SEDENTARISATION

APour les Roms de l'Épi de Soil, un début de sédentarisation qui vole en éclats

vendredi 06.02.2009, 04:50 - La Voix du Nord

 Dilbert Selimovic entouré de ses enfants, dans sa pièce à vivre, faite main. PHOTO FRÉDÉRIC DOUCHET
Dilbert Selimovic entouré de ses enfants, dans sa pièce à vivre, faite main.

À la lisière de Lille-Sud et de Loos, un bidonville s'est formé sur un terrain de l'Épi de Soil. Depuis quelques mois, les Roms qui y vivent ont construit des baraquements avec des matériaux de récupération pour mieux supporter le froid hivernal. Mais un vent d'expulsion menace.

Épi de Soil. D'un côté de la route, un champ fraîchement labouré. De l'autre, un terrain vague où s'amoncellent des ordures. Entre les terrils de détritus, des caravanes dans un état douteux. Et depuis quelques mois, des baraques de fortune construites en matériaux de récupération.

La famille Selimovic - Dilbert, 53 ans, son épouse et ses six enfants - vit dans l'une d'elles. Avec beaucoup d'huile de coude, d'imagination et de patience, ils se sont bâtis une pièce à vivre en annexe de leur caravane. Revêtement de sol bleu pâle, meubles de cuisine, canapé, table de jardin et quelques chaises. Des planches de bois assemblées à la main et quelques fenêtres forment leur habitat. Le tout glané ça et là, la veille du passage des encombrants. Dans un français approximatif mais compréhensible, Dilbert explique : « J'ai acheté 5 kg de clous et un marteau et j'ai tout construit. » Attablé au milieu de sa pièce à vivre, le patriarche est fier d'avoir pu donner un toit un peu plus spacieux aux siens.

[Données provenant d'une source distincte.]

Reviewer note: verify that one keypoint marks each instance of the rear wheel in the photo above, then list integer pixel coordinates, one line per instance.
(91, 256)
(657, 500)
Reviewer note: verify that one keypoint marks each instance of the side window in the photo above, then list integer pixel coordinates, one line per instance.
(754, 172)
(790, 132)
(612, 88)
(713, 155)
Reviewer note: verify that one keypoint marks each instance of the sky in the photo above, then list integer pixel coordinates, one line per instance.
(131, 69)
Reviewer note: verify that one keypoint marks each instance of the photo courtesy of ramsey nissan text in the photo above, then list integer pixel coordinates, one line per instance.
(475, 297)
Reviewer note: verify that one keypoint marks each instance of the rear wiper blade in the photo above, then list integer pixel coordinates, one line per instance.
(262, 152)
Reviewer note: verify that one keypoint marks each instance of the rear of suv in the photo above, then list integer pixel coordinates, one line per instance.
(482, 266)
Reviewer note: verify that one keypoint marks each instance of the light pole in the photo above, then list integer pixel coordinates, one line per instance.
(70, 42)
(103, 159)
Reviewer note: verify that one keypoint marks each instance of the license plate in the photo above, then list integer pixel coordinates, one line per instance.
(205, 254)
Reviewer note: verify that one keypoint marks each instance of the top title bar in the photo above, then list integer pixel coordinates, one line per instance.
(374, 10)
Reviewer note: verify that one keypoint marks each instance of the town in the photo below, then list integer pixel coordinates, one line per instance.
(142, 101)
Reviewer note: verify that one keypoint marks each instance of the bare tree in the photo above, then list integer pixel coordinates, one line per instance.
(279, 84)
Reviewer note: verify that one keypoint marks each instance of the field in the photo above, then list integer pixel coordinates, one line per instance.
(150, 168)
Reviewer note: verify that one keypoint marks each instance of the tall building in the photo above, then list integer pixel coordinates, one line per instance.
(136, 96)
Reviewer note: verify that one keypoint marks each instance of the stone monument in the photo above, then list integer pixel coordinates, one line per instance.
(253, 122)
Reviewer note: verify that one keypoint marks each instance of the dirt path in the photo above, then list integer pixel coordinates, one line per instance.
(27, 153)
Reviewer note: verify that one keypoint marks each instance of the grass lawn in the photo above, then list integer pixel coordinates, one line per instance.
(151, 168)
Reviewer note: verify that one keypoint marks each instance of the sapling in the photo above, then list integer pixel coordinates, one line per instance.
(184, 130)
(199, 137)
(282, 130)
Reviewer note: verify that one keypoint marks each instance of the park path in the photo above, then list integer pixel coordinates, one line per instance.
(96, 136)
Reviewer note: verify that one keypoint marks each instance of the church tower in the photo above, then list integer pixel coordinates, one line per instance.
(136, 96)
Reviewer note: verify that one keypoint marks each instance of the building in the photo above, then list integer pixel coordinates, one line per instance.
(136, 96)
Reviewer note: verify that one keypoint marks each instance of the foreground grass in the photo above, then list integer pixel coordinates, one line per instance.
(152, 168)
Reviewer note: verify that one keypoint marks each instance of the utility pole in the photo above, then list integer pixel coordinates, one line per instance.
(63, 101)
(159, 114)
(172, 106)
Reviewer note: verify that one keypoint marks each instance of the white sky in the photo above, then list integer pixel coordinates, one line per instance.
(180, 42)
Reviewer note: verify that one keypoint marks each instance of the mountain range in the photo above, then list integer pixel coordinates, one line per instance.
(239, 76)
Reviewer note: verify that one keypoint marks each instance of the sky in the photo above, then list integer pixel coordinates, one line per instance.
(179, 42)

Près du canapé, un poêle à bois. Fait maison lui aussi. « J'ai pris un baril, j'ai coupé et j'ai soudé des plaques de fer. J'ai juste acheté le tuyau pour l'évacuation. » Un peu dangereux, surtout pour les enfants, « mais y'a jamais eu de blessés ». Tatiana alimente régulièrement le foyer et rempli la gamelle d'eau qui chauffe dessus en permanence.

Ce matin, ou peut-être demain, tout ça va voler en éclats. « La police est passée y'a une semaine. Ils ont dit qu'on allait devoir partir. Sûrement le 6 février. » Les Selimovic n'auront que le temps de prendre le minimum et regarder les bulldozers détruire tout en quelques minutes. « On a demandé un délai jusqu'à mars. Jusqu'au retour des beaux jours. » En vain.

La société Soreli a racheté le terrain voici deux mois et a fait tout de suite la demande d'expulsion. La directrice, Fabienne Duwez, explique : « Avant, le terrain était occupé par une casse automobile sauvage. Je ne peux pas prendre la responsabilité de laisser des gens vivre sur un terrain pollué. » Elle assure travailler en coordination avec les services de la communauté urbaine pour qu'ils leur trouvent un terrain d'accueil. Mais mercredi, Dilbert ne savait toujours pas où il allait bien pouvoir aller.

Vers 15 h, ce jour-là, deux voitures de police banalisées déboulent dans le camp. Les visages blêmissent. Les enfants se précipitent à la fenêtre. Le patriarche sort. Fausse alerte. « Ils cherchent quelqu'un. » Mais tout le monde confesse : « On a peur que la police débarque pour nous dire de partir. » Dilbert rêve de sédentarisation. « Si on me dit aujourd'hui que je peux m'installer sur un terrain et y rester, je pars tout de suite. » Depuis six ans qu'il est en France, il fait les démarches auprès de la préfecture pour obtenir un titre de séjour avec autorisation de travail. « Pour pouvoir chercher un emploi, avoir un logement et mettre les enfants à l'école. » Toujours pas de réponse positive.